Quant à Mathieu de Montmorency, il trompait l'amour par la dévotion. Cette phrase d'une de ses premières lettres à la jeune femme résume toute sa correspondance de vingt-cinq ans avec son amie.

«Je voudrais réunir tous les droits d'un père, d'un frère, d'un ami, obtenir votre amitié, votre confiance entière, pour une seule chose au monde, pour vous persuader votre propre bonheur et vous voir entrer dans la seule voie qui puisse vous y conduire, la seule digne de votre coeur, de votre esprit, de la sublime mission à laquelle vous êtes appelée, en un mot pour vous faire prendre une _résolution forte_; car tout est là. Faut-il vous l'avouer? J'en cherche en vain quelques indices dans tout ce que vous faites; rien qui me rassure, rien qui me satisfasse.
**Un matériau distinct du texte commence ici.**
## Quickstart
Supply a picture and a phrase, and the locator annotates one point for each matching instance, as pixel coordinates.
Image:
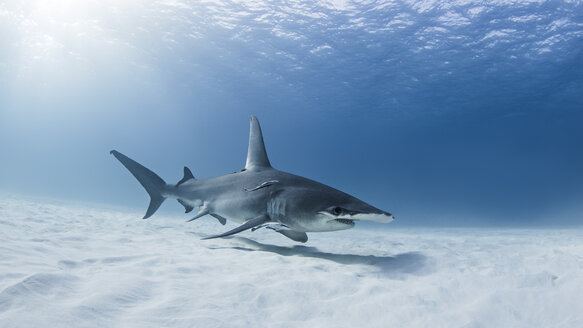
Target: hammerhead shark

«Ah! je ne saurais vous le dissimuler: j'emporte un profond sentiment de tristesse. Je frémis de tout ce que vous êtes menacée de perdre en vrai bonheur, et moi en amitié. Dieu et vous me défendez de me décourager tout à fait: j'obéirai. Je le prierai sans cesse; lui seul peut dessiller vos yeux et vous faire sentir qu'un coeur qui l'aime véritablement n'est pas si vide que vous semblez le penser. Lui seul peut aussi vous inspirer un véritable attrait, non de quelques instants, mais constant et soutenu, pour des oeuvres et des occupations qui seraient, en effet, bien appropriées à la bonté de votre coeur, et qui rempliraient d'une manière douce et utile beaucoup de vos moments.

«Ce n'est point en plaisantant que je vous ai demandé de m'aider dans mon travail sur les Soeurs de Charité. Rien ne me serait plus agréable et plus précieux. Cela répandrait sur mon travail un charme particulier qui vaincrait ma paresse et m'y donnerait un nouvel intérêt.

«Faites tout ce qu'il y a de bon, d'aimable, ce qui ne brise pas le coeur, ce qui ne laisse jamais aucun regret; mais, au nom de Dieu, au nom de l'amitié, renoncez à ce qui est indigne de vous, à ce qui, quoi que vous fassiez, ne vous rendrait pas heureuse.»